Dittrich shifts between Molaison’s and his grandfather’s disturbing stories, detailing ethical dilemmas alongside scientific history ... Admirably, Dittrich bares family secrets — including a stunner late in the book — and doesn’t flinch from his grandfather’s flaws ... Beautifully told, Patient H.M. should remind us how close we are in time to gargantuan errors in the practice of medicine.
Patient H.M. is part pop science book, part family history, and part worrying essay about the ethics of medical research ... Most readers won't be in a position to judge the science (I'm not), but the writing is satisfying and graceful, with a flair for dramatic emphasis that only occasionally veers into showiness ... The person of H.M. remains necessarily hazy, but Dittrich writes a vivid and painful story of the dark tension between desire for knowledge and that most basic tenet: First, do no harm.
Surgical procedures are described in almost excessive detail. The book is replete with invented dialogue...It’s even more frustrating that the book is reference-free, so there is no way of checking what is invented, or the sources for what is not. But such digressions are only minor irritations compared with the many disconnected detours the book takes.
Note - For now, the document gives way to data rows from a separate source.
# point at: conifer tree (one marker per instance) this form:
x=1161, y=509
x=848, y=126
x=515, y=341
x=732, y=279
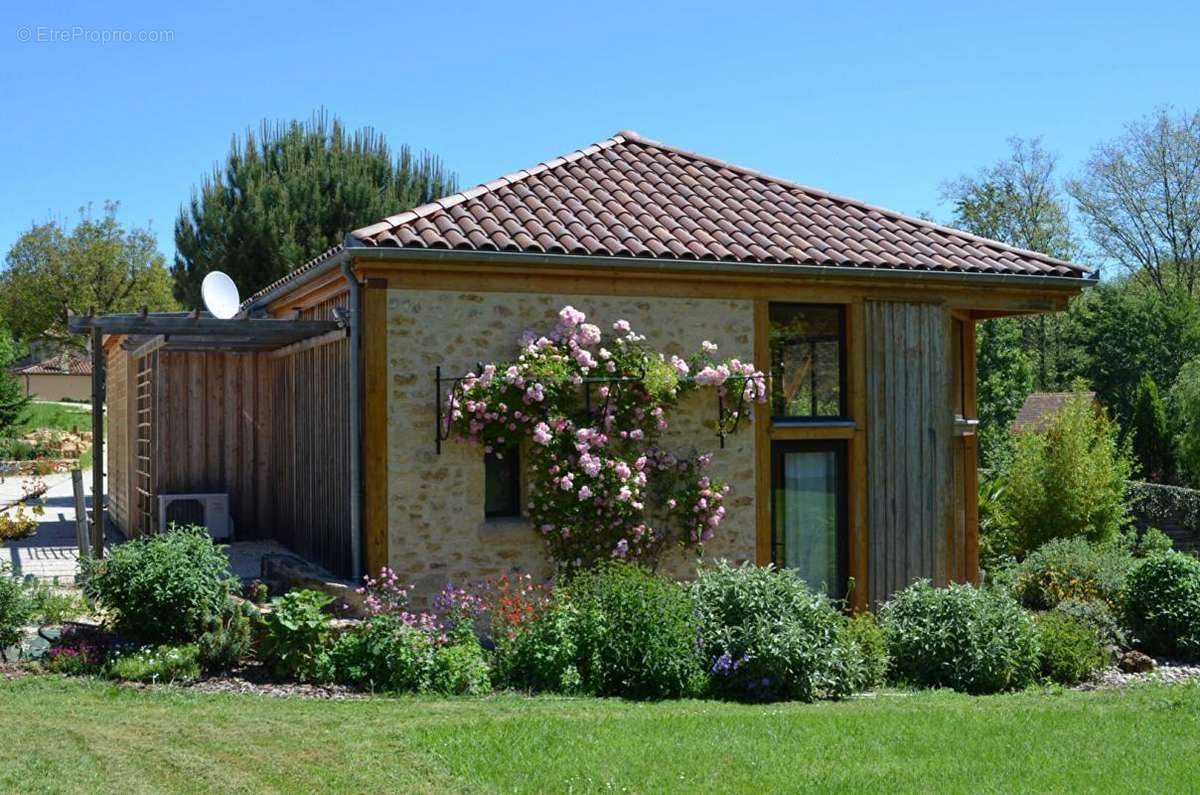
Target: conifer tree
x=1151, y=440
x=291, y=191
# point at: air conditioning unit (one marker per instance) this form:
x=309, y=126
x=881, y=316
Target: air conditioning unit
x=209, y=510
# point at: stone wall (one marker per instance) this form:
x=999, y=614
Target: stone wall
x=437, y=530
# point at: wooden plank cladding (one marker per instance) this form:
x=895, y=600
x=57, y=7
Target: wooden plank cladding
x=909, y=434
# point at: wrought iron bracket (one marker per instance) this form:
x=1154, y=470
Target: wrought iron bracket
x=729, y=419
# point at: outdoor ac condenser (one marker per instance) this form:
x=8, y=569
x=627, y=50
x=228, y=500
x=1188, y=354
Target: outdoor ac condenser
x=210, y=510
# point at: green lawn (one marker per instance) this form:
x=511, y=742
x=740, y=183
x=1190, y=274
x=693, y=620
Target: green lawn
x=76, y=736
x=64, y=418
x=60, y=417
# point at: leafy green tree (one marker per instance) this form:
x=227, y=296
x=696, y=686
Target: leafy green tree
x=1129, y=329
x=291, y=191
x=1185, y=413
x=12, y=396
x=1005, y=378
x=1151, y=440
x=99, y=264
x=1066, y=480
x=1019, y=201
x=1140, y=197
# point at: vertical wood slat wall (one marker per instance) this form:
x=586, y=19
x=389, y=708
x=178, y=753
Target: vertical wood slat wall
x=909, y=444
x=269, y=429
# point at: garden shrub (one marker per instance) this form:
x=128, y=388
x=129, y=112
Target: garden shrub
x=544, y=655
x=959, y=637
x=864, y=631
x=383, y=653
x=1071, y=568
x=161, y=589
x=1066, y=480
x=295, y=634
x=53, y=604
x=77, y=652
x=1151, y=542
x=1162, y=605
x=1098, y=617
x=1161, y=506
x=613, y=631
x=765, y=635
x=157, y=664
x=227, y=639
x=461, y=669
x=16, y=609
x=1069, y=650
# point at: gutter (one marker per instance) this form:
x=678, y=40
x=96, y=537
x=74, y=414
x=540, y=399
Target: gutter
x=550, y=261
x=355, y=406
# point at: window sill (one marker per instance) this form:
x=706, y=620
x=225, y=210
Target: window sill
x=813, y=422
x=838, y=429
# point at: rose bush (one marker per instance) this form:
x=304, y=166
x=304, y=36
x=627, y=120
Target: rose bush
x=588, y=411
In prose both elegant and intimate, and often thrilling, Patient H.M. is an important book about the wages not of sin but of science. It is deeply reported and surprisingly emotional, at times poignant, at others shocking ... Patient H.M. is a scintillating book, infused with humanity.
...what Dittrich shows through painstaking and thorough reporting is how ego and self-regard fueled questionable scientific and ethical decisions, not only through the heyday of lobotomy, but long after.
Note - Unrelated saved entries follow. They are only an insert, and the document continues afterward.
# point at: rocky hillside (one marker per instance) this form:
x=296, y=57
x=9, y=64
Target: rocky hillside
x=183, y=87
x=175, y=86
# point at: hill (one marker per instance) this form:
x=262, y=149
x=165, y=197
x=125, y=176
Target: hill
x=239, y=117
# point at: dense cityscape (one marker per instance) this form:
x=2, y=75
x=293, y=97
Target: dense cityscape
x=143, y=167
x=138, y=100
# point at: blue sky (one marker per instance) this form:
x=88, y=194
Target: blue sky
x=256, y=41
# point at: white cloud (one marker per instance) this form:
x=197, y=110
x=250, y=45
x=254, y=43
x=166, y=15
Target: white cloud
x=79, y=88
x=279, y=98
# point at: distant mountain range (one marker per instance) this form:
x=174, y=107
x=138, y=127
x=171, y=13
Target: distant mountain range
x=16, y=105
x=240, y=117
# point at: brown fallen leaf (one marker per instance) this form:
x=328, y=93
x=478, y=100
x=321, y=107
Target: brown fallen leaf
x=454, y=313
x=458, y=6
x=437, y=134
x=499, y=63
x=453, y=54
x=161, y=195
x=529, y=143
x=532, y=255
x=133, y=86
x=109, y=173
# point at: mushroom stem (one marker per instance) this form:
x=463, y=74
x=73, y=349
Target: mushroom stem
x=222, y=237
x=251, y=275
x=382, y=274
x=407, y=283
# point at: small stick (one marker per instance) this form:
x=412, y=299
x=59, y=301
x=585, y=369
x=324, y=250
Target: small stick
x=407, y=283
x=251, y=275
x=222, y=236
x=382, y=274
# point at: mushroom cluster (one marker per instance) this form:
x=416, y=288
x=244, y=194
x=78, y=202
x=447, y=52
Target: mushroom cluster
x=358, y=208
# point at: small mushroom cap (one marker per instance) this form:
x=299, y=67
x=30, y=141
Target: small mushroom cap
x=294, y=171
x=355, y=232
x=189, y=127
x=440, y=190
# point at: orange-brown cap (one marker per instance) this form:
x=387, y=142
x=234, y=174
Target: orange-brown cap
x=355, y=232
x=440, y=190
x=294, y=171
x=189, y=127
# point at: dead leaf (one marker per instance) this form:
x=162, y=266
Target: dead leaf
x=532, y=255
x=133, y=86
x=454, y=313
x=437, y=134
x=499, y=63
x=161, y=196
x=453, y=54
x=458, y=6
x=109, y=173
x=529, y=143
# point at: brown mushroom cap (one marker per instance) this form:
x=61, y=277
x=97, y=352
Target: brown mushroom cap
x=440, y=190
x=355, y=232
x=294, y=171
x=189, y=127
Patient H.M., the overstuffed result of Dittrich’s six years of reporting, tries to be many things at once: a lyrical meditation on the nature of memory, an excavation of a disturbing and dark family history, and a damning illustration of the consequences of sacrificing ethics in the name of scientific inquiry. The end result is both spellbinding and frustrating, a paradox of a book that is simultaneously conscientious and careless, engrossing and digressive, troubling and troublesome.
Mr Dittrich has honed the narrative to a fine edge by the time his grandfather is standing over H.M.’s brain, scalpel in hand, unable to find the epileptogenic focus, the brain region responsible for the seizures ... H.M.’s fate is not the book’s only shocking tale. The family secret referred to in the book’s subtitle is foreshadowed early on, but its revelation is no less powerful when it comes.